The standards for how much training is required seem to vary from hospital to hospital, where the credentialing baselines are set.
“The protocols at most hospitals are not as stringent as they are at (Saint John’s),” Ramin said. “Hospitals tend to only look for proof of training in robot-assisted surgeries and an evaluation by another doctor.”
According to some hospitals and surgeons – including Marcus and Ramin – robotic technology offers doctors the advantages of high definition, three-dimensional images.
Marcus said in robot-assisted operations, the infection rate for patients tends to be lower than in those without the technology.
Ken Alpern, a Mar Vista dermatologist, does not use robots in his practice. But he agrees with Ramin and Marcus that a successful operation is more often than not dependent upon the carpenter and not the tool.
“As with a scalpel, when a surgery goes wrong – robotic or otherwise – it’s the equipment operator, and not the equipment, that’s almost always to blame,” Alpern asserted.
Marcus said the new technology can allow for additional improvements in the surgical suite.
“Robot-assisted surgery has the potential to be even safer, more precise and more refined,” he said.
Ramin said the way that hospitals have advertised robot technology has unintentionally contributed to downplaying the skill of the surgeon and placed more emphasis on the robot.
“The use of robot-assisted surgery has almost become romanticized.

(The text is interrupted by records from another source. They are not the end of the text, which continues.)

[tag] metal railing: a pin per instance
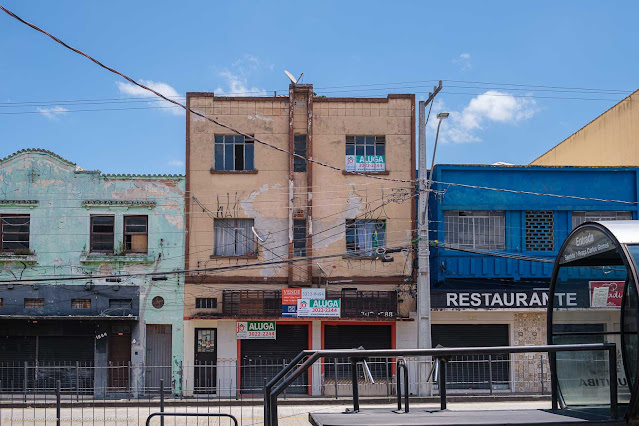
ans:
(305, 360)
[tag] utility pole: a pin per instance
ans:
(423, 274)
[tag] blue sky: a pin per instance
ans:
(237, 46)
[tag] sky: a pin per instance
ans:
(509, 69)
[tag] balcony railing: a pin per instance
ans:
(268, 303)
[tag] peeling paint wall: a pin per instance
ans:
(60, 234)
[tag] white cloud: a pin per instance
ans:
(163, 88)
(488, 108)
(463, 60)
(236, 78)
(53, 112)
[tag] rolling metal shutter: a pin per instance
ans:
(354, 336)
(472, 371)
(264, 358)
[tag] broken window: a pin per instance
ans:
(80, 303)
(363, 237)
(234, 237)
(102, 234)
(234, 153)
(299, 148)
(299, 237)
(136, 236)
(15, 233)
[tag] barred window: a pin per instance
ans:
(299, 237)
(299, 148)
(206, 303)
(234, 237)
(580, 217)
(363, 237)
(480, 229)
(14, 230)
(234, 153)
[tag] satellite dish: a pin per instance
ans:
(290, 77)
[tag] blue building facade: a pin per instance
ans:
(495, 232)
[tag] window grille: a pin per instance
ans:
(540, 230)
(14, 230)
(80, 303)
(363, 237)
(233, 153)
(484, 230)
(299, 237)
(580, 217)
(206, 303)
(365, 145)
(234, 237)
(299, 148)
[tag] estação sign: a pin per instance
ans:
(318, 308)
(365, 163)
(256, 330)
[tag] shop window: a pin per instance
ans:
(234, 153)
(80, 303)
(206, 303)
(540, 230)
(580, 217)
(136, 234)
(102, 234)
(299, 237)
(234, 237)
(299, 148)
(363, 237)
(480, 229)
(34, 303)
(14, 230)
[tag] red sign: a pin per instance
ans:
(606, 294)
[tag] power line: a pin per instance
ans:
(190, 110)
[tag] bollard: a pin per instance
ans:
(162, 401)
(57, 403)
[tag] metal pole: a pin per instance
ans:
(162, 401)
(423, 275)
(57, 403)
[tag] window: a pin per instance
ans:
(299, 148)
(299, 237)
(540, 230)
(365, 145)
(120, 303)
(80, 303)
(233, 153)
(580, 217)
(234, 237)
(206, 303)
(34, 303)
(15, 233)
(478, 229)
(102, 235)
(136, 235)
(363, 237)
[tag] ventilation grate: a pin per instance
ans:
(540, 230)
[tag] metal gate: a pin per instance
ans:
(158, 356)
(263, 359)
(474, 371)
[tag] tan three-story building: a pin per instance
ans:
(269, 233)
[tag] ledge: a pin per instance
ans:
(233, 172)
(384, 173)
(107, 258)
(26, 258)
(233, 257)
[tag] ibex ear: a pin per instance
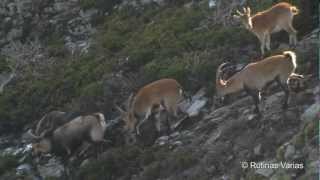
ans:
(248, 11)
(244, 10)
(119, 109)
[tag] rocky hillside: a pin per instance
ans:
(85, 56)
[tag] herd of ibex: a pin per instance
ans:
(56, 129)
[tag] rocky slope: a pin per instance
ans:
(215, 143)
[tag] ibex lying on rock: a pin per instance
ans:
(161, 94)
(72, 134)
(263, 24)
(255, 76)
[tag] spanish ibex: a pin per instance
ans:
(161, 94)
(263, 24)
(255, 76)
(72, 134)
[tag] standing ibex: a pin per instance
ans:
(163, 93)
(263, 24)
(255, 76)
(71, 134)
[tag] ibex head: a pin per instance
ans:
(245, 17)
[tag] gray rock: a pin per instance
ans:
(24, 169)
(53, 168)
(311, 113)
(290, 151)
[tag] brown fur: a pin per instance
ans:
(165, 93)
(264, 23)
(255, 76)
(77, 130)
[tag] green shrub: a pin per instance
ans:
(87, 4)
(7, 162)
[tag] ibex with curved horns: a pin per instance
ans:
(83, 128)
(255, 76)
(161, 94)
(264, 23)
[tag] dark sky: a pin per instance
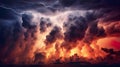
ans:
(81, 20)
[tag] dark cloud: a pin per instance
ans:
(53, 35)
(13, 41)
(44, 24)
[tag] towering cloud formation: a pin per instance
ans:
(59, 31)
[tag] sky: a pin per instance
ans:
(59, 31)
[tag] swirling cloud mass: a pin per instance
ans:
(59, 31)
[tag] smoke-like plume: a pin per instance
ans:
(57, 31)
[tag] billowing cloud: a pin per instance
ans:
(50, 31)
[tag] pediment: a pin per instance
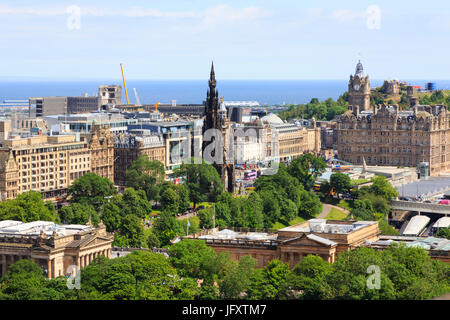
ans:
(309, 240)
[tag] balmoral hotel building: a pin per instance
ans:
(51, 163)
(55, 248)
(386, 135)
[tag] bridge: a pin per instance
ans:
(420, 207)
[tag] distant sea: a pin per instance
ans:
(269, 92)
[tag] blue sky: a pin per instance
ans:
(257, 39)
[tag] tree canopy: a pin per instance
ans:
(91, 189)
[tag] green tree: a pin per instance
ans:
(132, 229)
(166, 227)
(268, 283)
(170, 201)
(135, 202)
(288, 210)
(189, 256)
(153, 241)
(146, 175)
(91, 189)
(79, 213)
(444, 233)
(340, 182)
(27, 207)
(306, 168)
(203, 175)
(206, 218)
(111, 213)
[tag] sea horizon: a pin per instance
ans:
(193, 91)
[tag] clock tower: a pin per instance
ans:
(359, 89)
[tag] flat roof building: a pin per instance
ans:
(45, 106)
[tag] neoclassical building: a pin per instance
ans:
(359, 89)
(53, 247)
(386, 135)
(51, 163)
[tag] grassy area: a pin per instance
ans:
(206, 204)
(336, 214)
(280, 225)
(346, 204)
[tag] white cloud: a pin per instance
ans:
(6, 10)
(346, 15)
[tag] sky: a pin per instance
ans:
(247, 39)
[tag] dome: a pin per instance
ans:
(272, 118)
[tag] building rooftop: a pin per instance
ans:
(327, 226)
(431, 243)
(35, 228)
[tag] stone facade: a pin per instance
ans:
(294, 141)
(50, 164)
(325, 238)
(101, 145)
(359, 89)
(54, 249)
(216, 118)
(391, 86)
(389, 136)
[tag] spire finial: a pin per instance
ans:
(212, 70)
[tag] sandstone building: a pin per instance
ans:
(128, 147)
(325, 238)
(359, 89)
(389, 136)
(53, 247)
(51, 163)
(386, 135)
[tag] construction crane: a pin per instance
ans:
(138, 101)
(124, 84)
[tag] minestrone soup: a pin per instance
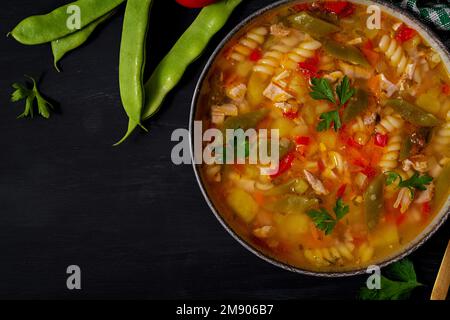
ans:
(364, 123)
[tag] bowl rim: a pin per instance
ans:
(418, 241)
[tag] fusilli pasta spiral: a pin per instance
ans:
(330, 256)
(272, 59)
(395, 53)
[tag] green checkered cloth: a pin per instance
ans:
(436, 13)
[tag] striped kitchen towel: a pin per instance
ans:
(435, 12)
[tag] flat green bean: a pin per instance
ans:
(412, 113)
(312, 25)
(186, 50)
(373, 201)
(61, 47)
(52, 26)
(345, 52)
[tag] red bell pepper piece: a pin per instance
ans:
(401, 218)
(352, 143)
(255, 55)
(341, 191)
(426, 209)
(310, 67)
(404, 33)
(341, 8)
(290, 114)
(301, 7)
(303, 140)
(381, 140)
(369, 171)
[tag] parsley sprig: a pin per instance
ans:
(402, 280)
(416, 182)
(325, 221)
(321, 90)
(30, 95)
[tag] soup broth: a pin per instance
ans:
(363, 117)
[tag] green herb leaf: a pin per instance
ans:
(402, 280)
(321, 90)
(417, 182)
(391, 177)
(340, 209)
(323, 220)
(329, 118)
(22, 92)
(344, 91)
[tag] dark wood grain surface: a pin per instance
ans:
(136, 224)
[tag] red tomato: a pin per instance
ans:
(255, 55)
(195, 3)
(404, 33)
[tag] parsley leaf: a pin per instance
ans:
(417, 182)
(321, 90)
(392, 177)
(329, 118)
(344, 92)
(402, 280)
(340, 209)
(30, 96)
(324, 221)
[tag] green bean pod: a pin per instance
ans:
(186, 50)
(357, 105)
(52, 26)
(412, 113)
(312, 25)
(132, 59)
(345, 52)
(61, 47)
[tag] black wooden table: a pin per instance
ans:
(135, 223)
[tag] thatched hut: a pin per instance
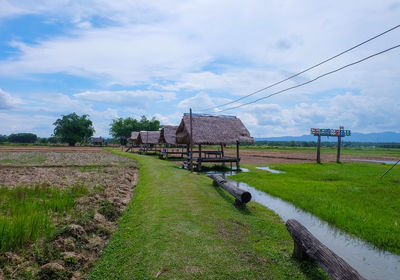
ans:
(149, 141)
(97, 141)
(167, 138)
(134, 137)
(213, 130)
(167, 134)
(134, 140)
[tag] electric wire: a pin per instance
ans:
(303, 71)
(312, 80)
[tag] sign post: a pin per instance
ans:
(339, 133)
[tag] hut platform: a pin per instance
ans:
(167, 154)
(198, 162)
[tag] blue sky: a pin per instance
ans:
(159, 58)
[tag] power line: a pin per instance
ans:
(313, 80)
(305, 70)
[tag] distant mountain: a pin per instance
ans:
(381, 137)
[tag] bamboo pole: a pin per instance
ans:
(191, 141)
(237, 156)
(319, 149)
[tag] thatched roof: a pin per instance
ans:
(212, 130)
(134, 136)
(167, 134)
(97, 140)
(149, 137)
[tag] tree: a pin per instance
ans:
(22, 138)
(73, 129)
(122, 128)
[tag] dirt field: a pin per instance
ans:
(84, 232)
(266, 157)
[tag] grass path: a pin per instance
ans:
(350, 196)
(179, 223)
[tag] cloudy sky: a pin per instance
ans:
(111, 59)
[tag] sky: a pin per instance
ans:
(112, 59)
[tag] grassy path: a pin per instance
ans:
(348, 195)
(179, 223)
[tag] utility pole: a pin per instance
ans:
(319, 149)
(339, 144)
(191, 141)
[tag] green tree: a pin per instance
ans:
(73, 129)
(22, 138)
(122, 128)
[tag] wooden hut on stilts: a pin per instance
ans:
(148, 141)
(134, 140)
(167, 140)
(212, 130)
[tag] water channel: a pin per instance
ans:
(370, 262)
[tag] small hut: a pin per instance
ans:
(97, 141)
(212, 130)
(133, 140)
(167, 139)
(148, 141)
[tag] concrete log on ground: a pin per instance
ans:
(241, 195)
(306, 246)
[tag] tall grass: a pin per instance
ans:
(350, 196)
(29, 213)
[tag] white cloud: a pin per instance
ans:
(136, 99)
(216, 51)
(199, 101)
(7, 101)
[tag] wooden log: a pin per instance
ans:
(240, 195)
(307, 246)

It has been marketed in such a way that it reduces the abilities of the surgeon,” he said. “But the robot is only a tool.”
Ramin said patients should inquire about the doctor’s history with robotic equipment prior to undergoing surgery.
“How many of these specific surgeries has the surgeon performed in the past, how long have they been using robotic technology, how many surgeries has the surgeon done within the last few months and their success and complication rates are good questions to ask,” the surgeon recommended.
Marcus said there are many advantages to using robotics in surgery but one stands out to him among the others. “One thing that is very clear is that there is a distinct advantage to robotic technology because we can see things much more clearly,” the doctor asserted.
While complications and even severe injuries have transpired with robot-assisted technology, Ramin is convinced that better training will minimize them and make patients feel more confident about the device’s use in the surgical suite.
“In the proper hands (robotic technology) gives us a tremendous advantage but it can be very dangerous in the wrong hands,” the surgeon concluded.
“If you are a pilot and you only have experience in propeller planes and then you are asked to fly an F-15 Eagle (a U.S. Air Force fighter airplane) without any training, there would probably be complications.”